The Common Text

The Common Text Program

Each year the university selects a text or texts to launch the academic year for incoming students. At Seattle University, a key part of our mission is “empowering leaders for a just and humane world.” The Common Text program welcomes students to our Ignatian-inspired process of inquiry that emphasizes meaning-making, intellectual risk-taking, and engaging in deep and critical conversations.

Incoming students receive the year’s Common Text over the summer and are asked to read thoughtfully. The issues raised by the text(s) will be incorporated into some classes and pursued in a year-long series of programs built around the themes.

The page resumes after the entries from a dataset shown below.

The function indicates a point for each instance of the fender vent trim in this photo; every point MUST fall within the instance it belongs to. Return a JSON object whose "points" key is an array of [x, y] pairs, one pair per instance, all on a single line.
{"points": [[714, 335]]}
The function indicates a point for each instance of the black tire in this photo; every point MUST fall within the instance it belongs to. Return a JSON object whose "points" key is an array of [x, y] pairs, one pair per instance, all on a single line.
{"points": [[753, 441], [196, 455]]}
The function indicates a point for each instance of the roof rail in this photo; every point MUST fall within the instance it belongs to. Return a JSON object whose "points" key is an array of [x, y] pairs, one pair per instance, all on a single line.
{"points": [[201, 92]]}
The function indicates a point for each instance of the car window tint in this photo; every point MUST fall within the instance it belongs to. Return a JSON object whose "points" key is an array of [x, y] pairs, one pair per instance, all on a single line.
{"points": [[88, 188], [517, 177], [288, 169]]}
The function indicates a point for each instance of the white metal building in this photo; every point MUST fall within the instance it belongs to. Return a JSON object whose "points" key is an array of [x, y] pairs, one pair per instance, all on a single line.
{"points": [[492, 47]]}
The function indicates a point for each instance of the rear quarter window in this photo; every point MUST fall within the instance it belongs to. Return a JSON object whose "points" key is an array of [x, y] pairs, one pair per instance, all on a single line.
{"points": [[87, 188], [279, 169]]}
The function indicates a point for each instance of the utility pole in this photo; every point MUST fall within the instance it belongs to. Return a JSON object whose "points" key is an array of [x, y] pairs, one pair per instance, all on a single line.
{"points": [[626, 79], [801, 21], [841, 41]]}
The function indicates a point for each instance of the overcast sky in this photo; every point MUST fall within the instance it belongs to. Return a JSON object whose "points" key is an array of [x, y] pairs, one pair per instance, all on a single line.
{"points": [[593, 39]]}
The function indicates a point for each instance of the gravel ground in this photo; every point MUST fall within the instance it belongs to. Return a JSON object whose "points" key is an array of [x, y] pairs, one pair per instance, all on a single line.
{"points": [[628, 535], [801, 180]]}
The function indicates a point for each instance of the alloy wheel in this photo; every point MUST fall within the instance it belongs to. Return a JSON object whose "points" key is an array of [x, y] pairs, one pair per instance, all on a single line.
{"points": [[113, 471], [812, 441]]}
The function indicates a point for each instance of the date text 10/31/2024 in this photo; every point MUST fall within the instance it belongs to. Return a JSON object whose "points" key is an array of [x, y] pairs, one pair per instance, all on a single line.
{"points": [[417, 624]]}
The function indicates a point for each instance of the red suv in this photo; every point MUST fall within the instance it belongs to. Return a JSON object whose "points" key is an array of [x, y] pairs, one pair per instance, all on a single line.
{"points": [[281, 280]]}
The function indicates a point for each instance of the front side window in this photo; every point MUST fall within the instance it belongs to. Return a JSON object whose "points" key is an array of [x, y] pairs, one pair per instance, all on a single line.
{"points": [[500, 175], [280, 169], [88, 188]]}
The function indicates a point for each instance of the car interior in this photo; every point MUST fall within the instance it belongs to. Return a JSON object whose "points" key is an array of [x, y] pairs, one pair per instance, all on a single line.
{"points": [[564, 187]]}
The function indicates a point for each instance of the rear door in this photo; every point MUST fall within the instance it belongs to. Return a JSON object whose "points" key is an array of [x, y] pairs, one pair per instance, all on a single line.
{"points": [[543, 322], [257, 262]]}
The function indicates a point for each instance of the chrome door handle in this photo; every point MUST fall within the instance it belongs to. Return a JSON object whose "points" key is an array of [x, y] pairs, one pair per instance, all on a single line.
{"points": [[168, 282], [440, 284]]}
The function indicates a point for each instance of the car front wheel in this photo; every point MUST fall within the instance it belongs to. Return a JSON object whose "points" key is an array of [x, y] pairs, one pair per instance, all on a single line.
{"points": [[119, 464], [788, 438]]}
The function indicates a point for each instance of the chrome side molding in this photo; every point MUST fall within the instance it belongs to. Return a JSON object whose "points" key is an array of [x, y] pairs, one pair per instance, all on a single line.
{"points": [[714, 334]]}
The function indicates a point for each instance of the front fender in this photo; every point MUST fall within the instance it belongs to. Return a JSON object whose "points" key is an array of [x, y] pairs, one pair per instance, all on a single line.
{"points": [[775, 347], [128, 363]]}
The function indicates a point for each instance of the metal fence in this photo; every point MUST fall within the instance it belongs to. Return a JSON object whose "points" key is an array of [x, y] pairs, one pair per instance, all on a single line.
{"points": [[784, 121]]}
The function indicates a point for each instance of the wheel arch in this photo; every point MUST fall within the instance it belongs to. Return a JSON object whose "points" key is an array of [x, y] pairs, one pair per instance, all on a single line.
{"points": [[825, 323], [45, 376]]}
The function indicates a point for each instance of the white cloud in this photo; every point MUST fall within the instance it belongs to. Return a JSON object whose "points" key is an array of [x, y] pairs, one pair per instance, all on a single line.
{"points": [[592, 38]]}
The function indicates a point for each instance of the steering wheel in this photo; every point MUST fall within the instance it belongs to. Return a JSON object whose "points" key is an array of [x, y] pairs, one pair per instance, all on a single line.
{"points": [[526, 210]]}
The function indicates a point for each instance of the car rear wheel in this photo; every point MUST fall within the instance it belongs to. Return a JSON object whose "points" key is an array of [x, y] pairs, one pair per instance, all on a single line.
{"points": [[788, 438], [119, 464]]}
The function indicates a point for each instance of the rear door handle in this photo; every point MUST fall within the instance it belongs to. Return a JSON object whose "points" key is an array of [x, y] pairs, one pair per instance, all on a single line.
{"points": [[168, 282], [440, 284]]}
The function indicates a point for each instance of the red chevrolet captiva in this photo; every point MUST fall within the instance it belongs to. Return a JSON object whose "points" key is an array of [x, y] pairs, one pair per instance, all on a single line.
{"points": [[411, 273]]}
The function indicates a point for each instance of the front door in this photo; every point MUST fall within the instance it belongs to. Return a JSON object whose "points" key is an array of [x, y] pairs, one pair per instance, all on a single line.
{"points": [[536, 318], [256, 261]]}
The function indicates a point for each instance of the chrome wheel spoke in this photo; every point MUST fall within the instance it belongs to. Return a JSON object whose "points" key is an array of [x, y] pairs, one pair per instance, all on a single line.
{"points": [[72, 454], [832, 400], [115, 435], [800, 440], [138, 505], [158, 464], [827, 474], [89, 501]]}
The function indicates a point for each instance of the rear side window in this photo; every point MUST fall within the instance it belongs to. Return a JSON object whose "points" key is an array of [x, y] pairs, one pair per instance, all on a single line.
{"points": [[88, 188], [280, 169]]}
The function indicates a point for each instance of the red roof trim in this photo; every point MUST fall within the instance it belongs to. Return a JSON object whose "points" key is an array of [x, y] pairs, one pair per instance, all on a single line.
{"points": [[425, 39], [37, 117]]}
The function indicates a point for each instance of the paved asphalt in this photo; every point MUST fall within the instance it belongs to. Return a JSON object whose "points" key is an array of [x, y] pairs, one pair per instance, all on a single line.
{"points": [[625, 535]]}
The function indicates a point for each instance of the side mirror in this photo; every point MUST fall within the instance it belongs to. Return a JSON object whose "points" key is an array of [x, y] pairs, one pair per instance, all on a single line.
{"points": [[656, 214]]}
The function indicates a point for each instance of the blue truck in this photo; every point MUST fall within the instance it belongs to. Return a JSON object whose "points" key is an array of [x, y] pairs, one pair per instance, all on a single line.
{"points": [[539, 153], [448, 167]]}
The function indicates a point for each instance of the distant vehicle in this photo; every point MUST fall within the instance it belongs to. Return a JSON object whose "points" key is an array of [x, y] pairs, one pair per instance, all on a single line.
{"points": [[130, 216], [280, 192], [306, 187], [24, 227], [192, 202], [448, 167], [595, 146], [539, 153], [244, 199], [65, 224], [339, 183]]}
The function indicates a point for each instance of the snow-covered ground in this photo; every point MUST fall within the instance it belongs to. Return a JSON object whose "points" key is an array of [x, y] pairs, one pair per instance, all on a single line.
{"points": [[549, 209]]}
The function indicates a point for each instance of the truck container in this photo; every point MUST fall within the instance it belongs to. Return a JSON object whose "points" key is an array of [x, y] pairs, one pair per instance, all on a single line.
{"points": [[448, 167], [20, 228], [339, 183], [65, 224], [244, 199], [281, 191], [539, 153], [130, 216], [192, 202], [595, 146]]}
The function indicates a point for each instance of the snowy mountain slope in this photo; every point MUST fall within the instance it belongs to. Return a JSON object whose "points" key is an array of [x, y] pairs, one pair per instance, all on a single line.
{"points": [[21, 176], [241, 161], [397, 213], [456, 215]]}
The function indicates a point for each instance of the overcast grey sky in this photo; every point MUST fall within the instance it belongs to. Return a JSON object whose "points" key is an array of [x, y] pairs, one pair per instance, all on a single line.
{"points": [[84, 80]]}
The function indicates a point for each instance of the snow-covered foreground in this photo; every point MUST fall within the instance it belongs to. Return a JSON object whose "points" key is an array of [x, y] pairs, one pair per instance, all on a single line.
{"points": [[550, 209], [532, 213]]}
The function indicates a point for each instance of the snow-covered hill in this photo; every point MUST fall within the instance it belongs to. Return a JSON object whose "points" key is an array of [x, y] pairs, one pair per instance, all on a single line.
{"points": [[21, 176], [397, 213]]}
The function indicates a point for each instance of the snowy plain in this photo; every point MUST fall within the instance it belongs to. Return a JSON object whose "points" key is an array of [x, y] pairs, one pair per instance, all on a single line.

This website introduces this year’s Common Text and provides resources to help you engage with the text as you read and prepare for the year. We will continue to add materials to the site, so check back regularly and be on the lookout for emails from the Common Text team with details on this year’s events.

Welcome to Seattle University, where we wrestle with big ideas!

Common Text 2022

Text cover of Common Text Know My Name Chanel Miller

We look forward to engaging with Know My Name by Chanel Miller as a university community in 2022-2023. The nation came to know Miller, the survivor of a sexual assault on the Stanford University campus, when she shared her victim impact statement under the pseudonym Emily Doe. In Know My Name, Miller reclaims her identity as a writer, artist, and cultural critic. During the selection process, the Common Text committee noted the theme of resilience in Know My Name: “It holds the tension of pain and hope, without making the focus on getting through trauma, but rather understanding what it takes to live through it and thrive.” Chanel Miller shares her story of trauma and healing, and in the process, invites us not only to interrogate the structures that face victims of assault, but to step up and fight alongside her. This is a necessary conversation, not only for Seattle University but for our national culture.  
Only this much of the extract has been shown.